On the work front a coworker I worked closely with had her last day on Friday, and I will be taking up part of her role, which is a stressful. However, on Monday I had my first therapy session. I frequently blame myself for group problems that I feel I may have been able to change and improve. My therapist had an exercise for this sort of thing. Basically, I'm lying to myself that I "control" the situation. (For those that are new to my blog, I despise the word control, we rarely have control of anything, more accurately we have varying degrees of influence, so I much prefer the word influence.) So I was asked to identify the lie that I was telling myself, which is that I could have changed the situation. I'm just one small part of the puzzle, the organization. It's not all up to me. Very little is up to me really. We have many different people involved in different aspects of this particular situation, and I certainly don't "control" it. Which has already helped me feel better.

That all being said, I do actually think it's for the best, my coworker leaving at this time. It has already forced me to grow and learn exactly what she did. Several weeks ago I had a fear that it was all in her head, and that we had terrible records, but as I have dove into the documentation (her documentation), we're going to be alright. As her leaving has already forced me to grow, I am confident that it will force others to step up and grow and take on additional responsibility as well. Specifically, understanding the details of how we get from A to B, so that we can then teach new people how we do that, and fewer things will fall through the cracks. That is for the best, because in different ways, we all leaned on her, not exactly understanding 100% what she did. Frankly, she wasn't very good at describing what she did, so it was hard for the rest of us to understand what she did. Now that I've learned more about her role, I'll sum up her role in one word: communication. In other words, while I viewed it all being in her head, that's simply because she communicated with the largest number of people about our product, at least of the people in her department.
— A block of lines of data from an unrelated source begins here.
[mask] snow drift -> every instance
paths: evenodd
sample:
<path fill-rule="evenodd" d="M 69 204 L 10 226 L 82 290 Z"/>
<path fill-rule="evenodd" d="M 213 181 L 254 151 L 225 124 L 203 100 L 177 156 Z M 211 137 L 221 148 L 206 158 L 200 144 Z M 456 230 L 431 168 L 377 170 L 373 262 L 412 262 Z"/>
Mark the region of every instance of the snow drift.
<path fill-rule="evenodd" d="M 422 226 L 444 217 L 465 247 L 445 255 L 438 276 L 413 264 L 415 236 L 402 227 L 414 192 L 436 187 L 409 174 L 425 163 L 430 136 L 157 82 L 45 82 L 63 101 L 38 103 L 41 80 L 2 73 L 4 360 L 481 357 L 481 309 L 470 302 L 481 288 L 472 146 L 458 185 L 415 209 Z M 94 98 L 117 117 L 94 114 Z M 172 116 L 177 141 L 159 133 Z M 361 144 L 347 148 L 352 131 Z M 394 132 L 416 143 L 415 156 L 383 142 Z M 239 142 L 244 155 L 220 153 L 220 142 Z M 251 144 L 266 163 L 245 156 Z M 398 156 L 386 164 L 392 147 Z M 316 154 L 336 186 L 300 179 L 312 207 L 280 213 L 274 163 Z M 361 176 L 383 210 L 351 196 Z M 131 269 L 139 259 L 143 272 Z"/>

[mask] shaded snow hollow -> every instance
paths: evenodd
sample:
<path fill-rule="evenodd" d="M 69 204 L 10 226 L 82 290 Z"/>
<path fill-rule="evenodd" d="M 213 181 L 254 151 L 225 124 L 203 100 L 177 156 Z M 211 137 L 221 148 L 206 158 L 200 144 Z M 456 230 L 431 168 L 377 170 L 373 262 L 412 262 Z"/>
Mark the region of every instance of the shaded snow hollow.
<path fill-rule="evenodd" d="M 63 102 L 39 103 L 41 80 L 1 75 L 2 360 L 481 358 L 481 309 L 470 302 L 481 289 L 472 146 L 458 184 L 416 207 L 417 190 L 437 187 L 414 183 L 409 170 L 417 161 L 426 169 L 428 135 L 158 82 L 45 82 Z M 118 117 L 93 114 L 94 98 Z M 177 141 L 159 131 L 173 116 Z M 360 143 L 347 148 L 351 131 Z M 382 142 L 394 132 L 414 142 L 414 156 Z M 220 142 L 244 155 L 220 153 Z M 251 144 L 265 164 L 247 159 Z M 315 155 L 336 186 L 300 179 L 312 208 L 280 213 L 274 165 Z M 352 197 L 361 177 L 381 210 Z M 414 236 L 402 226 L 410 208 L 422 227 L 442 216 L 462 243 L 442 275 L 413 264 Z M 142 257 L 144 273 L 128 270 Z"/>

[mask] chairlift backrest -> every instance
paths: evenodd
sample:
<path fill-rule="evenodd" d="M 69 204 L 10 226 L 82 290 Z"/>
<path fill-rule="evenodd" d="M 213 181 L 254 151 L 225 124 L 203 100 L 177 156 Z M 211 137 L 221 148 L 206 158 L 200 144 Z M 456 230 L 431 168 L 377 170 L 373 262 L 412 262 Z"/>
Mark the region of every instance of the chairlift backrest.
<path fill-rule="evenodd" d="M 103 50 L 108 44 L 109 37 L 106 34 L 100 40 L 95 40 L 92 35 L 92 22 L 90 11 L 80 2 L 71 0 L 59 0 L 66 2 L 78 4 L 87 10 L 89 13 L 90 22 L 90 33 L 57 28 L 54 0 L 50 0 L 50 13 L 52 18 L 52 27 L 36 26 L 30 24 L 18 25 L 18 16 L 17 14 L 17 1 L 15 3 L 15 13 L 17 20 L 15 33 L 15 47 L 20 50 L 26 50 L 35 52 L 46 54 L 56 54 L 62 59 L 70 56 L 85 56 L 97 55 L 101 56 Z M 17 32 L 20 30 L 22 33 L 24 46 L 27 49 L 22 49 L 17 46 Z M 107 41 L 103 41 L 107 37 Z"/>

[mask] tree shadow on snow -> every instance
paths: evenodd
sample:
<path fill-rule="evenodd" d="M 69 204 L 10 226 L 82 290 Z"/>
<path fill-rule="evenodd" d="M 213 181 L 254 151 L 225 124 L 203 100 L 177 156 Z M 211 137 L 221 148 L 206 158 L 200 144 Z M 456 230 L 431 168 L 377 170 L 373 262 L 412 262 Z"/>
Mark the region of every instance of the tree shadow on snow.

You see, while we may have only a short description of a product that seems poorly documented, the details are documented in 15 different locations, and the communication happened in person, so there wasn't a clear (but complex) digital trail all of the time.

Going forward, I expect more documentation, or more specifically, links to the documentation and clarification of that communication and documentation process. In short, when a company is 25 people, it's easy to talk to everyone and know what's going on. When it's 65 people it's not automatic, and if people aren't trying to pay attention they will feel, and be, out of the loop. Again, we're going to learn and grow from this, and ultimately I do feel it is for the best, but bare with me if I am stressed in the coming weeks as I take on parts of her role, because I will have to drop parts of what I used to do the last 17 months. I joined a startup knowing it would have difficult times like this, and while it stresses me out, it's fascinating! There is so much learning to be had here. Learning that might possibly have never happened for me at a big company.

In other news, I've said before and I'll say again, I think the meaning of life is relationships. I'm in the process of developing or deepening a number of relationships. Some are directly related to the work stress above, where we are getting to know each other due to the challenges we are facing. Some are in parallel to the work stress where the relationship is separate but influenced by those events, even if we never discuss those challenges. Still a third group is entirely outside of anything work related, but I'm allowing those people to see me in a vulnerable light, and that builds trust. I'm quite excited for 2020!